In the post yesterday I found my contributors copy of the Russian magazine Esli (If) with the Russian translation of “Watch Bees”!

I’d been keeping an eye on their website, expecting that they’d update it with the new issue before I got my copy by international mail, but the paper copy arrived first.

Very interesting to see my name transliterated into Cyrillic characters.

I happened to know that the character that looks like P is pronounced as R, so I was tentatively able to spot “Brewer” in the table of contents by the placement of the Ps. I still wasn’t sure, of course, but my feeling was somewhat strengthened by the initial character of my first name looking like a Greek Phi.

The table of contents directed me to page 111, and flipping ahead to there I was able to confirm my story by the interior illustration:

What a great picture! It captures a key scene in the story while avoiding any spoilers.

I haven’t very often gotten an illustration for one of my stories, so I’m especially pleased.

I’ll try to figure out the artist’s name and see if he or she has a website I can link to. (The name is there on the picture, but in Cyrillic characters. And it’s a long name. I guess my next step is to spend half an hour hunting for each character on a Unicode character table.)

My mother-in-law, who speaks some Russian, has been asking after this issue. She’ll be very excited to learn that it has arrived.

I woke up this morning to email from Alexander Shalganov, Editor-in-Chief of ESLI, an sf and fantasy magazine in Russia, saying that he wanted to buy reprint rights for my story “Watch Bees,” which appeared in the August issue of Asimov’s! (The name ESLI apparently means “IF” or perhaps “What if” in Russian.)

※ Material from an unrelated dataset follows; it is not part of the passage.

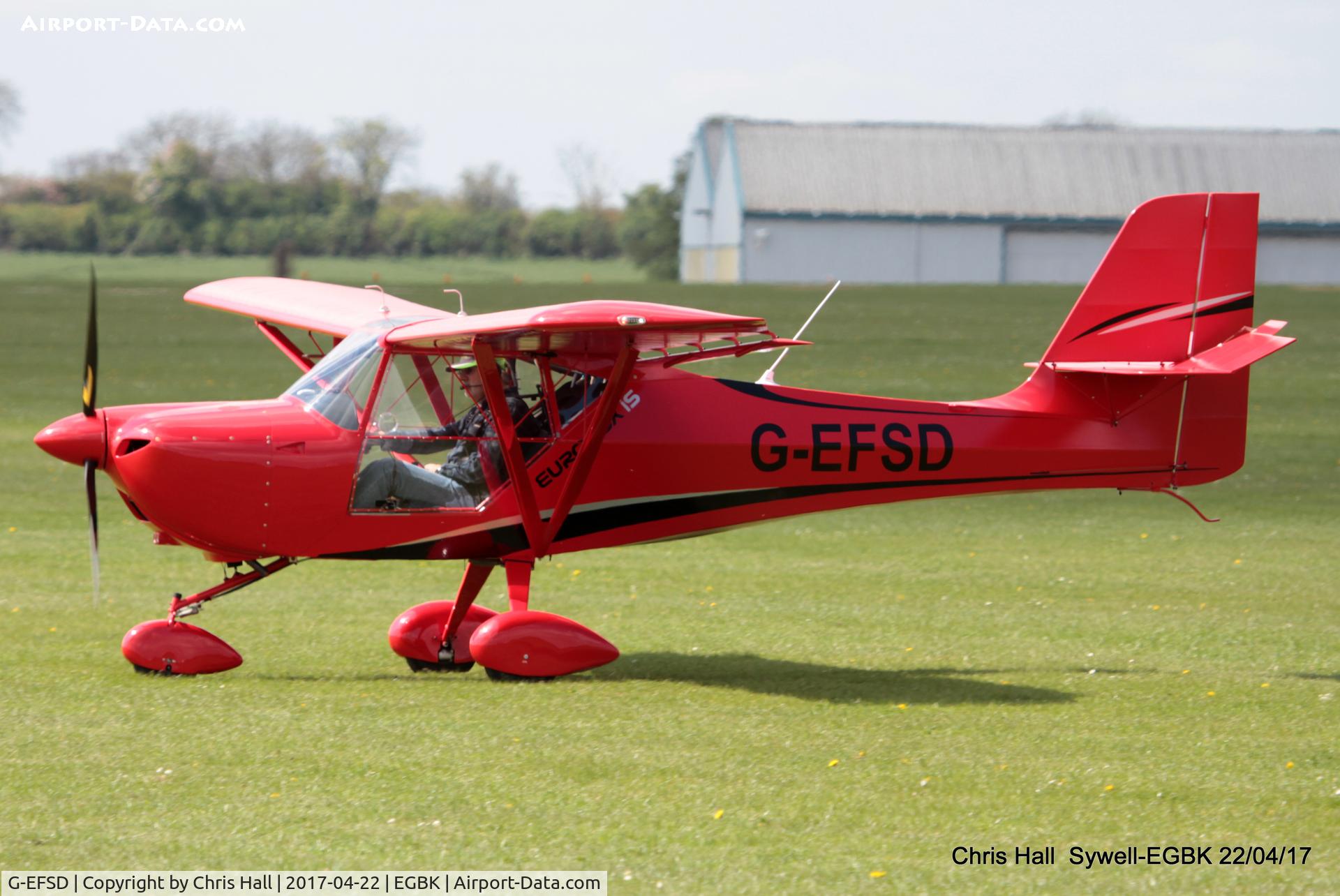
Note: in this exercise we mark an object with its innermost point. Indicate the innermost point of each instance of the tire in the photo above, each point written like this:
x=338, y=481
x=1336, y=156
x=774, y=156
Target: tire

This ticks off a couple of firsts for me: First reprint sale and first translation into a foreign language.

Last August I got email from UK sf writer Gareth D Jones, who was looking for Esperanto magazines that might be interested in translating and publishing his work.

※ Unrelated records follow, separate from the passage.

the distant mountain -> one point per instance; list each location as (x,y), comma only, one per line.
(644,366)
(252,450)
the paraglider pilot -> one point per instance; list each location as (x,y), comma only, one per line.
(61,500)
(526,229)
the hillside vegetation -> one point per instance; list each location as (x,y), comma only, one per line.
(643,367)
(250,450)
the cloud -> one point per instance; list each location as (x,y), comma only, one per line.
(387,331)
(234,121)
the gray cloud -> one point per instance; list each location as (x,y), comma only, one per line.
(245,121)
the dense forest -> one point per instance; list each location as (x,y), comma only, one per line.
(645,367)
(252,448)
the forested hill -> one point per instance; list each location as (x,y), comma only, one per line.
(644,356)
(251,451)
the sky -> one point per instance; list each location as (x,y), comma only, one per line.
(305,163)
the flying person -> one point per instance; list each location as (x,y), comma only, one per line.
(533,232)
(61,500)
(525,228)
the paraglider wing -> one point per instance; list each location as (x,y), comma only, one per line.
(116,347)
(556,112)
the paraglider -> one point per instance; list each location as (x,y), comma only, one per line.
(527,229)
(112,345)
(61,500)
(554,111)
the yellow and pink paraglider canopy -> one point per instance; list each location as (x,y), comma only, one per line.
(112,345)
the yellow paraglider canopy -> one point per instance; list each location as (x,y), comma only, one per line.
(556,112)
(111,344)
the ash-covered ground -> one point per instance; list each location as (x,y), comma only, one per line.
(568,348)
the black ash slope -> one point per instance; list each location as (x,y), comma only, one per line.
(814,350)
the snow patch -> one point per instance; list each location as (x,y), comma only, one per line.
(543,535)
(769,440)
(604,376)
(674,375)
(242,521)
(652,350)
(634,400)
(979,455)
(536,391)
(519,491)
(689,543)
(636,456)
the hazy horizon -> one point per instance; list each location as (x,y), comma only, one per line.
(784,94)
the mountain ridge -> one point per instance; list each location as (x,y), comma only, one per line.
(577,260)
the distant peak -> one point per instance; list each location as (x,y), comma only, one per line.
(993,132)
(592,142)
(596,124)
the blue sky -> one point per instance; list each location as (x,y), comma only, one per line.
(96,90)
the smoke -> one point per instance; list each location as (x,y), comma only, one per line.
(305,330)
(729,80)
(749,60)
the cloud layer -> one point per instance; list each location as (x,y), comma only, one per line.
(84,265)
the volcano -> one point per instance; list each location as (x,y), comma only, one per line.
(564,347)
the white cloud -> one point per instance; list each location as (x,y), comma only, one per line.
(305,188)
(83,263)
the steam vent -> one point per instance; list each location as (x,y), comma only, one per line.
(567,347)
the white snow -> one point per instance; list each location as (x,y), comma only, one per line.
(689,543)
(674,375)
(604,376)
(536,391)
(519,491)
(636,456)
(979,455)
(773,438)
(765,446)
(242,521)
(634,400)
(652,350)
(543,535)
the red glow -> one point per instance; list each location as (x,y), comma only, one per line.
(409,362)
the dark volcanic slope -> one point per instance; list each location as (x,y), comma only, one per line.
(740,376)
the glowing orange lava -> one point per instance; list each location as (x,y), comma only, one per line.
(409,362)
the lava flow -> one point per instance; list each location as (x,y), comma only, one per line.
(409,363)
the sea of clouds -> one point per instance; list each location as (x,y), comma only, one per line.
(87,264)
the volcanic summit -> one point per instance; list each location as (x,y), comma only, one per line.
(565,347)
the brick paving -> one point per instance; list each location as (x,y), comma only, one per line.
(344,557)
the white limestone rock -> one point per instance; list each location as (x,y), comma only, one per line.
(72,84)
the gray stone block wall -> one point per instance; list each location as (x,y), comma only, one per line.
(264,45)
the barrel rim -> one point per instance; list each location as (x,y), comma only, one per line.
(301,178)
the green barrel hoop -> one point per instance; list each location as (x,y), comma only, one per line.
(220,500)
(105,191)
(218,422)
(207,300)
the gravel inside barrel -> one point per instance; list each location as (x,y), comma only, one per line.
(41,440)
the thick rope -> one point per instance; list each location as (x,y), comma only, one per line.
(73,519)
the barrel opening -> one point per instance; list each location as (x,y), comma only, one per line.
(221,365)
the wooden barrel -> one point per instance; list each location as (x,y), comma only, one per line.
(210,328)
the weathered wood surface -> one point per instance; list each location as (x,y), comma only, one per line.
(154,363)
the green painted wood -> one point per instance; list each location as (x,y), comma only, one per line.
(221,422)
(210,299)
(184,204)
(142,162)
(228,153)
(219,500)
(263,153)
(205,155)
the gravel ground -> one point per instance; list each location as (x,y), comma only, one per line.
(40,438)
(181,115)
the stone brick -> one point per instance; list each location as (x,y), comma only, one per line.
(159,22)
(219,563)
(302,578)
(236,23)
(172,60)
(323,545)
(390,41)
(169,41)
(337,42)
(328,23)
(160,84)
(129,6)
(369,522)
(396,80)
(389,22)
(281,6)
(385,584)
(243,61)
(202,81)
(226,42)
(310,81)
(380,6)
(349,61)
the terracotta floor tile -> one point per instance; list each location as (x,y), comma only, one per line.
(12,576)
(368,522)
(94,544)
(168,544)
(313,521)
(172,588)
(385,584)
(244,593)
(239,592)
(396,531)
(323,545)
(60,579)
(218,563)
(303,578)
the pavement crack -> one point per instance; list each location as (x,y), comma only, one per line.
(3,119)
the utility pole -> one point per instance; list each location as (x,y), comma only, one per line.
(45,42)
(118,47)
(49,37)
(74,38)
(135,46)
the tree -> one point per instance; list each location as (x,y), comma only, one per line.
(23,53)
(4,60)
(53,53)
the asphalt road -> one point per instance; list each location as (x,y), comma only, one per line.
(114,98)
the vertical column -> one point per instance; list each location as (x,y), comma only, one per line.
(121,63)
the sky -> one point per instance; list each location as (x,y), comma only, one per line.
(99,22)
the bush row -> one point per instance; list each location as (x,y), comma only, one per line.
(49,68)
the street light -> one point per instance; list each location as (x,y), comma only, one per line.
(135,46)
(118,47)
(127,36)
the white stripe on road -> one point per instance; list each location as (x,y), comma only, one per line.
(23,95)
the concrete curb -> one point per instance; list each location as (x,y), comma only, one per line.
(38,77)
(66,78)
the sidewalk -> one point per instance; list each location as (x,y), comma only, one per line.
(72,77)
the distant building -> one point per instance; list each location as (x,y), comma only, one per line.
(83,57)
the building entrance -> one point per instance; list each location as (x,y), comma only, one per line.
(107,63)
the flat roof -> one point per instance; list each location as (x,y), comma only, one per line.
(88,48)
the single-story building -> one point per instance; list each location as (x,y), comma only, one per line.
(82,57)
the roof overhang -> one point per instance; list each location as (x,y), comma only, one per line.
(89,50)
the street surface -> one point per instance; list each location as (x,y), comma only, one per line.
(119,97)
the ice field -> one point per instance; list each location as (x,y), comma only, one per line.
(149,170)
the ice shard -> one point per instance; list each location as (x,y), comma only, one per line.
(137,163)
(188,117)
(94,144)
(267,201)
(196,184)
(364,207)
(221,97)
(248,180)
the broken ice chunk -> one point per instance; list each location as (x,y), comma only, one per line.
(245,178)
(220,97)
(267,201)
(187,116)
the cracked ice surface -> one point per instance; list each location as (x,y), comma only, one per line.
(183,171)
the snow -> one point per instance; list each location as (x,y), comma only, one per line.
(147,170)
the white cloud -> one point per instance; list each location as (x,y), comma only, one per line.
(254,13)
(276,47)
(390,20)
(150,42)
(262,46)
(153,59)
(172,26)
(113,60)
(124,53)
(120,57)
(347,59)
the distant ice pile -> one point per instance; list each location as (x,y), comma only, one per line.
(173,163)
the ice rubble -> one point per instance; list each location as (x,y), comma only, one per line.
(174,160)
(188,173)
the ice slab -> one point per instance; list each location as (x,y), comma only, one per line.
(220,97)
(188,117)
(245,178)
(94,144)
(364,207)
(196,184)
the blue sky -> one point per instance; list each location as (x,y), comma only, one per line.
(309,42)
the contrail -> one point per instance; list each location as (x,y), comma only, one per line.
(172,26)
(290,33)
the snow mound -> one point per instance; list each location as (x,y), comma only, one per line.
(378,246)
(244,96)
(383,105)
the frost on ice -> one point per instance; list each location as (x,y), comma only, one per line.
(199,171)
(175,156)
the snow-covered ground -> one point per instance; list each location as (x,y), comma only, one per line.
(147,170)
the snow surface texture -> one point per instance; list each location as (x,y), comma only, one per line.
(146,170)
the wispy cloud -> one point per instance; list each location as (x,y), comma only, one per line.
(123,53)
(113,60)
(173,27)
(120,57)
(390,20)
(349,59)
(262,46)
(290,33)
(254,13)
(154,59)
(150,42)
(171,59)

There have been Esperanto-language publications that focused on science fiction (in particular, the Sfero series published by Grupo Nifo), but none of those seem to be active at the moment. (This is not as sad as it might seem, though, because the Esperanto-language literary magazines are not averse to publishing science fiction or fantasy. In particular, a recent issue of Beletra Almanako focused on speculative fiction.)

I told Gareth what I knew about sf in Esperanto, but also reached out to the Esperanto community, asking if anyone knew translators or publishers who would be interested in doing something with Gareth’s work. Pretty promptly, I heard back from Brazilian publisher Luciana F Campos whose publishing house Lusíadas was interested in publishing Gareth’s work.

I’ve heard from Gareth that the publications are now out.  Esperanto translations of two of his stories can be found in I Antologio Luzidoj (link to pdf) as well as Portuguese translations in I Antologia Lusíadas (link to pdf).

Helping make another Esperanto connection in the world is really its own reward, but as a bonus I also got this cool link to Douglas Smith’s Foreign Market List, an annotated list of  publications that buy foreign-language reprint rights to English-language stories.